At the same time, Dixon was accumulating television credits as producers and networks made a concerted effort to begin integrating the casts of TV programs. He appeared in episodes of Have Gun Will Travel, Laramie, Cain’s Hundred, The New Breed, Follow the Sun, Stoney Burke, Going My Way, Perry Mason, The Twilight Zone, Dr. Kildare, The Defenders, The Eleventh Hour and The Outer Limits, among others.


The World War II comic-adventure series Hogan’s Heroes premiered in September 1965, with Dixon as S/Sgt. James Kinchloe, one of Col. Robert Hogan’s four regular operatives in the underground activities carried out from the most unlikely of headquarters, a POW camp in the middle of Germany. Dixon played Kinch for five years before moving on to other parts, and increasingly to directing. The role was renamed Baker and filled by Kenneth Washington in Hogan’s sixth and final season.




Bill Cosby’s role in I Spy is a TV historic landmark, the first true co-starring series role filled by a black actor, while the part of Kinch was obviously secondary to the Hogan leads played by Bob Crane, Werner Klemperer and John Banner. Ironically, Dixon was the primary guest star in the first episode of I Spy, which premiered two days before the debut of Hogan’s Heroes. One year earlier, Dixon appeared in the pilot for The Man From U.N.C.L.E. as one of three African dignitaries whose country is threatened with a coup.


On Hogan’s Heroes, Kinch was the radio and electronics whiz.
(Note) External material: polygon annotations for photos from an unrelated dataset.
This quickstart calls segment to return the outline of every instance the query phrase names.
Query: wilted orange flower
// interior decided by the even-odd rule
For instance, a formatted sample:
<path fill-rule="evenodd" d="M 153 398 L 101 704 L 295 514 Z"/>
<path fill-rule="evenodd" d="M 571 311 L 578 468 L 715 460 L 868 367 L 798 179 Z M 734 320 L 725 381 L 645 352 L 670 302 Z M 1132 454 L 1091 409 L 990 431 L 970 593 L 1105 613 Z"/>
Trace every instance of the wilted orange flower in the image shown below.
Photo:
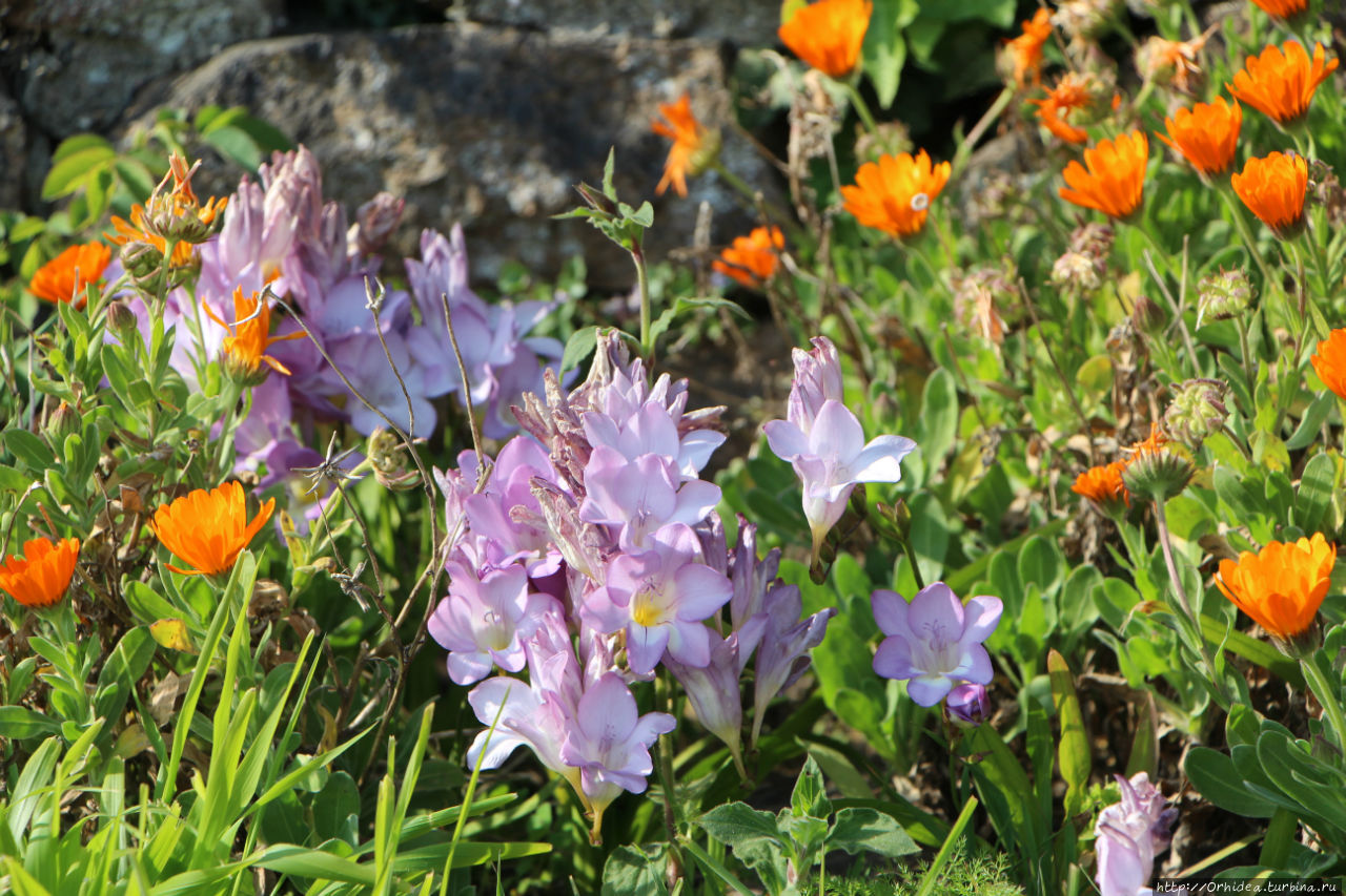
<path fill-rule="evenodd" d="M 1094 502 L 1104 510 L 1114 509 L 1117 505 L 1131 505 L 1131 495 L 1121 482 L 1121 474 L 1127 470 L 1125 460 L 1114 460 L 1102 467 L 1090 467 L 1078 476 L 1070 491 Z"/>
<path fill-rule="evenodd" d="M 226 482 L 218 488 L 198 488 L 162 505 L 149 529 L 164 548 L 184 560 L 191 569 L 168 569 L 184 576 L 218 576 L 227 573 L 238 554 L 253 539 L 276 509 L 276 499 L 265 500 L 252 522 L 244 487 Z"/>
<path fill-rule="evenodd" d="M 910 237 L 925 226 L 930 203 L 949 182 L 948 161 L 931 164 L 922 149 L 879 156 L 855 172 L 855 186 L 841 187 L 845 210 L 865 227 L 875 227 L 894 237 Z"/>
<path fill-rule="evenodd" d="M 1323 385 L 1346 398 L 1346 330 L 1333 330 L 1310 358 Z"/>
<path fill-rule="evenodd" d="M 1140 207 L 1148 161 L 1149 140 L 1143 130 L 1100 140 L 1098 145 L 1085 149 L 1084 165 L 1078 161 L 1066 165 L 1063 174 L 1069 186 L 1061 188 L 1061 198 L 1112 218 L 1125 218 Z"/>
<path fill-rule="evenodd" d="M 1088 77 L 1067 71 L 1057 82 L 1057 86 L 1047 91 L 1044 100 L 1030 100 L 1038 106 L 1038 120 L 1042 125 L 1066 143 L 1085 143 L 1089 132 L 1077 128 L 1066 121 L 1066 116 L 1079 109 L 1088 109 L 1093 104 L 1093 93 L 1089 90 Z"/>
<path fill-rule="evenodd" d="M 1263 12 L 1289 19 L 1308 8 L 1308 0 L 1253 0 Z"/>
<path fill-rule="evenodd" d="M 98 283 L 112 249 L 101 242 L 86 242 L 70 246 L 59 256 L 38 268 L 28 283 L 28 292 L 47 301 L 74 301 L 75 308 L 85 307 L 85 285 Z"/>
<path fill-rule="evenodd" d="M 1023 23 L 1023 34 L 1005 40 L 1005 50 L 1014 59 L 1014 82 L 1022 90 L 1024 79 L 1032 74 L 1032 82 L 1042 82 L 1042 47 L 1051 38 L 1051 11 L 1039 7 L 1032 19 Z"/>
<path fill-rule="evenodd" d="M 1287 40 L 1279 47 L 1267 47 L 1260 57 L 1248 57 L 1244 70 L 1236 71 L 1234 82 L 1225 86 L 1234 98 L 1285 125 L 1308 112 L 1314 91 L 1337 65 L 1337 59 L 1327 62 L 1320 43 L 1314 44 L 1310 61 L 1302 43 Z"/>
<path fill-rule="evenodd" d="M 289 375 L 289 370 L 285 365 L 262 352 L 265 352 L 273 342 L 299 339 L 304 334 L 292 332 L 285 336 L 272 338 L 271 304 L 264 300 L 258 301 L 256 292 L 245 299 L 242 287 L 234 289 L 233 326 L 221 320 L 219 315 L 215 313 L 215 309 L 210 307 L 209 301 L 202 300 L 201 307 L 206 309 L 206 315 L 211 320 L 233 334 L 230 336 L 225 336 L 225 340 L 219 347 L 223 367 L 232 377 L 240 382 L 254 386 L 267 378 L 265 370 L 260 371 L 260 377 L 257 375 L 262 362 L 265 362 L 267 366 L 276 373 L 283 373 L 287 377 Z"/>
<path fill-rule="evenodd" d="M 0 565 L 0 589 L 24 607 L 51 607 L 66 596 L 79 558 L 79 539 L 48 538 L 24 542 L 23 557 L 9 554 Z"/>
<path fill-rule="evenodd" d="M 870 0 L 818 0 L 795 9 L 777 35 L 794 55 L 822 74 L 844 78 L 860 58 L 872 12 Z"/>
<path fill-rule="evenodd" d="M 785 249 L 785 234 L 779 227 L 754 227 L 748 235 L 735 237 L 711 268 L 755 289 L 775 273 L 781 249 Z"/>
<path fill-rule="evenodd" d="M 1308 163 L 1298 153 L 1273 152 L 1265 159 L 1252 157 L 1242 174 L 1229 178 L 1234 192 L 1249 211 L 1280 238 L 1295 235 L 1304 219 L 1304 194 L 1308 191 Z"/>
<path fill-rule="evenodd" d="M 697 168 L 700 167 L 696 164 L 696 156 L 701 151 L 705 128 L 692 114 L 692 97 L 685 93 L 677 102 L 661 102 L 660 114 L 664 116 L 668 124 L 658 120 L 651 121 L 650 130 L 661 137 L 668 137 L 673 141 L 673 145 L 669 147 L 669 157 L 664 163 L 664 179 L 660 180 L 660 186 L 654 188 L 654 192 L 656 195 L 664 195 L 669 184 L 673 184 L 677 195 L 685 196 L 686 176 L 697 174 Z"/>
<path fill-rule="evenodd" d="M 1242 106 L 1217 97 L 1214 102 L 1198 102 L 1191 109 L 1179 109 L 1172 118 L 1164 118 L 1168 133 L 1158 137 L 1176 149 L 1193 168 L 1213 176 L 1224 174 L 1233 163 L 1242 124 Z"/>
<path fill-rule="evenodd" d="M 1291 640 L 1314 624 L 1335 565 L 1337 545 L 1314 533 L 1295 544 L 1267 542 L 1237 561 L 1221 560 L 1215 585 L 1271 635 Z"/>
The undeniable fact that he was black formed the basis of jokes about his inability to pose as a German on missions outside the camp, but one of his (and Dixon’s) amusing talents was the ability to mimic German voices on the telephone or radio — including, in more than one episode, Adolf Hitler’s. But oddly, the fact that Kinch was there at all was never commented upon by other characters. Historical purists note that the series never explained how a black U.S. Army non-com became a prisoner in a German luftstalag early in World War II. Far more critics were offended by the very idea of setting a comedy series in a Nazi prison camp. Most viewers simply accepted the show as the light entertainment it was meant to be.


During the run of Hogan’s Heroes, Dixon sought meatier roles in episodes of The Fugitive, It Takes a Thief, The Felony Squad, The Name of the Game, The Jonathan Winters Show, Ironside and The Mod Squad. His starring role in the 1967 CBS Playhouse drama, “The Final War of Olly Winter,” earned him an Emmy nomination.
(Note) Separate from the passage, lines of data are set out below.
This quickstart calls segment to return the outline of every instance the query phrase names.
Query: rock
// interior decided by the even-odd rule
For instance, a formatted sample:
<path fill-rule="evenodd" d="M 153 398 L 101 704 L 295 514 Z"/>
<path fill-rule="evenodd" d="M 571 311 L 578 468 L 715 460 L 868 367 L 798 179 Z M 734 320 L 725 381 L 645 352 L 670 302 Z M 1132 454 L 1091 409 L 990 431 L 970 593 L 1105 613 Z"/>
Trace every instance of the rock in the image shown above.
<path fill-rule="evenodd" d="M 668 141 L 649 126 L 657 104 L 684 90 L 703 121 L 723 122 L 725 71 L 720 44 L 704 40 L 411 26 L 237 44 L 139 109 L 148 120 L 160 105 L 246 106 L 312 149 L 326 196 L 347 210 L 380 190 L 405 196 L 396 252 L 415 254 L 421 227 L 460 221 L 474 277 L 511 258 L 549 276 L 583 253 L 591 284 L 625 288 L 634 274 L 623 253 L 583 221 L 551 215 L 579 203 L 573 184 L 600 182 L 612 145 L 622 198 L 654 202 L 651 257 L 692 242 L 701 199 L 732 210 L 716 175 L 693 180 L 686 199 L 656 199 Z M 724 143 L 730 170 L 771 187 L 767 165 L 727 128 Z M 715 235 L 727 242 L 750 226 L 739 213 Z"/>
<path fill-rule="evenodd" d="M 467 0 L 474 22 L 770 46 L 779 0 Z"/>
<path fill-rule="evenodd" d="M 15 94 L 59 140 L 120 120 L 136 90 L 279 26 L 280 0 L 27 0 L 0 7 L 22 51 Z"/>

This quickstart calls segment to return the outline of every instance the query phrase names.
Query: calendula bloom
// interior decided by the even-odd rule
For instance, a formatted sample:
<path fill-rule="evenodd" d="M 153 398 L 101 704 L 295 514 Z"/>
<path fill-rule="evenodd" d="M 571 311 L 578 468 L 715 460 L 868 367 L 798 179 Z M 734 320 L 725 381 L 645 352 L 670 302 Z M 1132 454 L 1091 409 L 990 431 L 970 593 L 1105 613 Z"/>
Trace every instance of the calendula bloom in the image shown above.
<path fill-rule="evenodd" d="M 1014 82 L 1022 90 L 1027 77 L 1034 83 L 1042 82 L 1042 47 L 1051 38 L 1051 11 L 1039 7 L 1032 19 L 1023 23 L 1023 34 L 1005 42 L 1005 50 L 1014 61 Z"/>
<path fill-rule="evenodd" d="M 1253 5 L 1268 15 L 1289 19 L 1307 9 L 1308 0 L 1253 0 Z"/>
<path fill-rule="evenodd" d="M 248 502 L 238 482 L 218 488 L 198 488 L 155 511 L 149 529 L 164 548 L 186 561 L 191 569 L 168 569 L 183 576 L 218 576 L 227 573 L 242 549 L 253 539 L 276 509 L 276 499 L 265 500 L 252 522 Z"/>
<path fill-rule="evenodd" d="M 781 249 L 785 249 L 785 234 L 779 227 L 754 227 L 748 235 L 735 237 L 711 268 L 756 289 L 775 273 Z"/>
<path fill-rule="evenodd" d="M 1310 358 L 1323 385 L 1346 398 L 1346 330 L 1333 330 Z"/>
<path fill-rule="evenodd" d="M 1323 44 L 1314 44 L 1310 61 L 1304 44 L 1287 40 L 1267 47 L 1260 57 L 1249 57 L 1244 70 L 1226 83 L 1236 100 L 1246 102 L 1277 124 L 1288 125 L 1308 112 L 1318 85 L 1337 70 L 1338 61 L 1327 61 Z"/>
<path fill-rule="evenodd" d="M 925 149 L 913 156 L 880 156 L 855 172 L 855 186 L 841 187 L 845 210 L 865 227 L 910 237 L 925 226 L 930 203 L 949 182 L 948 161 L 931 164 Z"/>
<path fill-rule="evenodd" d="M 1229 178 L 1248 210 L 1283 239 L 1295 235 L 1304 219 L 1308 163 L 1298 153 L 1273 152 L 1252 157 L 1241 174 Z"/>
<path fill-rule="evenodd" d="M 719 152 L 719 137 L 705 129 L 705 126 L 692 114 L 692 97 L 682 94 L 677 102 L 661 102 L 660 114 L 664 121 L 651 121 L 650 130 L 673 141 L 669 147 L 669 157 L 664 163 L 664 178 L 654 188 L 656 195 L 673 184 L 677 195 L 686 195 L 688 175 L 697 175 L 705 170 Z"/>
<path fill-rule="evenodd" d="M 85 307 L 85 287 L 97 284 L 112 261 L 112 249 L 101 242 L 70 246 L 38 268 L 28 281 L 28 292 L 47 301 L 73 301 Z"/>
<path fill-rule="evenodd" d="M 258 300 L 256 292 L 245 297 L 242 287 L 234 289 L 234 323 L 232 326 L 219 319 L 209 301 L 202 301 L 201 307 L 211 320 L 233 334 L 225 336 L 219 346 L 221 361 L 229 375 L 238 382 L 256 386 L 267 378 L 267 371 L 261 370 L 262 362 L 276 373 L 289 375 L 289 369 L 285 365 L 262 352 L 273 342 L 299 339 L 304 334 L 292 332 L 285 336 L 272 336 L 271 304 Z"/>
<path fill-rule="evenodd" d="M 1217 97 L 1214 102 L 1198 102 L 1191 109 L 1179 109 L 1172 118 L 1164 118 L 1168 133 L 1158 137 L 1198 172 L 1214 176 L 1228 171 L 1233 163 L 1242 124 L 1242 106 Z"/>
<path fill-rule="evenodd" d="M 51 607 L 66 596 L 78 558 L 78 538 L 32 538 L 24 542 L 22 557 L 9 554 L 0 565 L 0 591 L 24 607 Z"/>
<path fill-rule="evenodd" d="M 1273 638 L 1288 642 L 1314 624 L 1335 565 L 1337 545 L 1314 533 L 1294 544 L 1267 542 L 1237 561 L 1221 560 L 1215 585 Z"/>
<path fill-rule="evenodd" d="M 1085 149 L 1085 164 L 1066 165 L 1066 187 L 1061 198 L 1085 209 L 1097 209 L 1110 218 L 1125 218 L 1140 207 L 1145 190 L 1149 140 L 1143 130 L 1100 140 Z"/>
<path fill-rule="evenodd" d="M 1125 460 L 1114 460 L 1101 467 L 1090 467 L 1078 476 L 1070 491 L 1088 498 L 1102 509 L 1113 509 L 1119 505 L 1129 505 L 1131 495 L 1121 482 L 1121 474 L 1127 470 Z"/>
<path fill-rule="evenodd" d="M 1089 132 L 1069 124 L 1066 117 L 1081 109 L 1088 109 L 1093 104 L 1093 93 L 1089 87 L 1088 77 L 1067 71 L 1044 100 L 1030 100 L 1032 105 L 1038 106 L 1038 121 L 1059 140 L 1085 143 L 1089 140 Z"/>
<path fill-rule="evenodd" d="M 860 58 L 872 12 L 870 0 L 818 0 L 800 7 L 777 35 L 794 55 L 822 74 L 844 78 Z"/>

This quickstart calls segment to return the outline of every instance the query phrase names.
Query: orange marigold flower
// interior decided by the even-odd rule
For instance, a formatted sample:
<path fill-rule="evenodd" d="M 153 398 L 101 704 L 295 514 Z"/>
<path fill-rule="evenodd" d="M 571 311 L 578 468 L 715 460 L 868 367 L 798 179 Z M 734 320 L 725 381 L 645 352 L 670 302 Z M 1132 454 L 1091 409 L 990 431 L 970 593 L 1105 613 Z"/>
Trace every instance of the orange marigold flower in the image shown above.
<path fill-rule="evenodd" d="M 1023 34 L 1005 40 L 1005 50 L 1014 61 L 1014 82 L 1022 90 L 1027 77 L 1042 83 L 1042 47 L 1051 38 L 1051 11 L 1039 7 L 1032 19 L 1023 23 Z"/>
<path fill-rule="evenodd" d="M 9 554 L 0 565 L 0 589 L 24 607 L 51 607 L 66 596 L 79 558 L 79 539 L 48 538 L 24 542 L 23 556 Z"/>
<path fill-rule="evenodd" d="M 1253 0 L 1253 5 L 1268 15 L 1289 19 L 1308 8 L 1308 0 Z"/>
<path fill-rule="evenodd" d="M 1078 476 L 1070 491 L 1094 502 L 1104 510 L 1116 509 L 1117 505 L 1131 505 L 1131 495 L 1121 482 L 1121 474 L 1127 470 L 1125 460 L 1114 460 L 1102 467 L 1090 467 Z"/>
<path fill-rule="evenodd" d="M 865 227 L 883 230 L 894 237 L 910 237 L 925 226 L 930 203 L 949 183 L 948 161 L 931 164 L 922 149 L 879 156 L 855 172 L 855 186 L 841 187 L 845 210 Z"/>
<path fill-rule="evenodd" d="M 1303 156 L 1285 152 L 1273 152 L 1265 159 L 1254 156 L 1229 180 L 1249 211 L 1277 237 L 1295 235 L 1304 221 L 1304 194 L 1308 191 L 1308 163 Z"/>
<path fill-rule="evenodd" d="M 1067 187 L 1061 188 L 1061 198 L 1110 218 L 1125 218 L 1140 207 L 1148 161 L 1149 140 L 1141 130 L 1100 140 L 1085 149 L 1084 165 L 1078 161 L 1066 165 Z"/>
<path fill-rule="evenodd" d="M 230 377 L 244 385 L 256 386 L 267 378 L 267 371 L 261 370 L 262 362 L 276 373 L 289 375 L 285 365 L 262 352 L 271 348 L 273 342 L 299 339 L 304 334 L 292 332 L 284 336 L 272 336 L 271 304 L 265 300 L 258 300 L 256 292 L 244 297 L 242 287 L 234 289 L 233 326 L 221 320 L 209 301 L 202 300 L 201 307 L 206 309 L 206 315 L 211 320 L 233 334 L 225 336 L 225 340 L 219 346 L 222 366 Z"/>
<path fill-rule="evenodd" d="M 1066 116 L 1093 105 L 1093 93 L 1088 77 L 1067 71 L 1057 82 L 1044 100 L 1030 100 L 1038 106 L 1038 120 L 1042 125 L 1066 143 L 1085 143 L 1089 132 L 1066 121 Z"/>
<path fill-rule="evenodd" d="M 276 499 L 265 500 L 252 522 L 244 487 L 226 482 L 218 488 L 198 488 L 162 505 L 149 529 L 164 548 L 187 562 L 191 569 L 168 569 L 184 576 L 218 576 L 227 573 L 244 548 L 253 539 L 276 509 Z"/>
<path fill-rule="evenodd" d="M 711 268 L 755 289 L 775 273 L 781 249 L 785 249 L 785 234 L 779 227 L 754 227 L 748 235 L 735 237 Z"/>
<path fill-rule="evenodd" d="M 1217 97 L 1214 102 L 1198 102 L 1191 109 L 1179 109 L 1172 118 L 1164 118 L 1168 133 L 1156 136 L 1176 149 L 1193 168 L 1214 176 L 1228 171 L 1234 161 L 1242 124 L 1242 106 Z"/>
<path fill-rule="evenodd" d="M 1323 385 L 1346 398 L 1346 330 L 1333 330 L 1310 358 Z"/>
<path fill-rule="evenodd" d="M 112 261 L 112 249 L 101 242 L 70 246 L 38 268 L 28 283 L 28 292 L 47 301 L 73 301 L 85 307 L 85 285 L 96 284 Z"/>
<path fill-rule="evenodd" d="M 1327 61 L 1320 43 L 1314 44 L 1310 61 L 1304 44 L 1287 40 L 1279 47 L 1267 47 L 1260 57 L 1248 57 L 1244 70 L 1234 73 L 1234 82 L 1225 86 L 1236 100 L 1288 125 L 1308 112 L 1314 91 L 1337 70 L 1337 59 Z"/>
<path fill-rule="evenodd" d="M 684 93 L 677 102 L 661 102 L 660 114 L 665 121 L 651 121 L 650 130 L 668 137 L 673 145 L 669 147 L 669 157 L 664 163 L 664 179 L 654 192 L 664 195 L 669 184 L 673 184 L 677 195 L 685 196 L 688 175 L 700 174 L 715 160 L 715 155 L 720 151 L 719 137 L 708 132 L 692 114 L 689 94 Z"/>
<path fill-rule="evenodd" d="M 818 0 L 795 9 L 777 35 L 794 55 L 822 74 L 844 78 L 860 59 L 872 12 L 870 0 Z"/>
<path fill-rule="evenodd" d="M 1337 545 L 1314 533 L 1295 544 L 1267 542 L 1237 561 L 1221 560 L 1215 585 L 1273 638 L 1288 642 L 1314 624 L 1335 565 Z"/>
Also during this period his interests turned to directing. In the 1970s, he largely gave up acting in favor of directing numerous episodes of The Bill Cosby Show, Monty Nash, Room 222, The Waltons, The Rockford Files, McCloud, Wonder Woman, Quincy, The Bionic Woman, Magnum P.I., In the Heat of the Night, Bret Maverick, The Greatest American Hero, Trapper John, M.D. and others. He also directed the controversial 1973 feature, “The Spook Who Sat by the Door,” about a black CIA agent who uses his spy skills to aid the Black Power movement.


Dixon appeared in an episode of The FBI immediately after leaving Hogan’s Heroes, and in a 1971 segment of Love, American Style. He was in “Clay Pigeon,” a 1971 urban crime feature starring Telly Savalas and Robert Vaughn, and the 1976 cult comedy, “Car Wash.” His last performance appears to have been in a 1991 episode of Father Dowling Mysteries. He then moved to Hawaii, where he operated a radio station for several years before returning to California and then settling in North Carolina.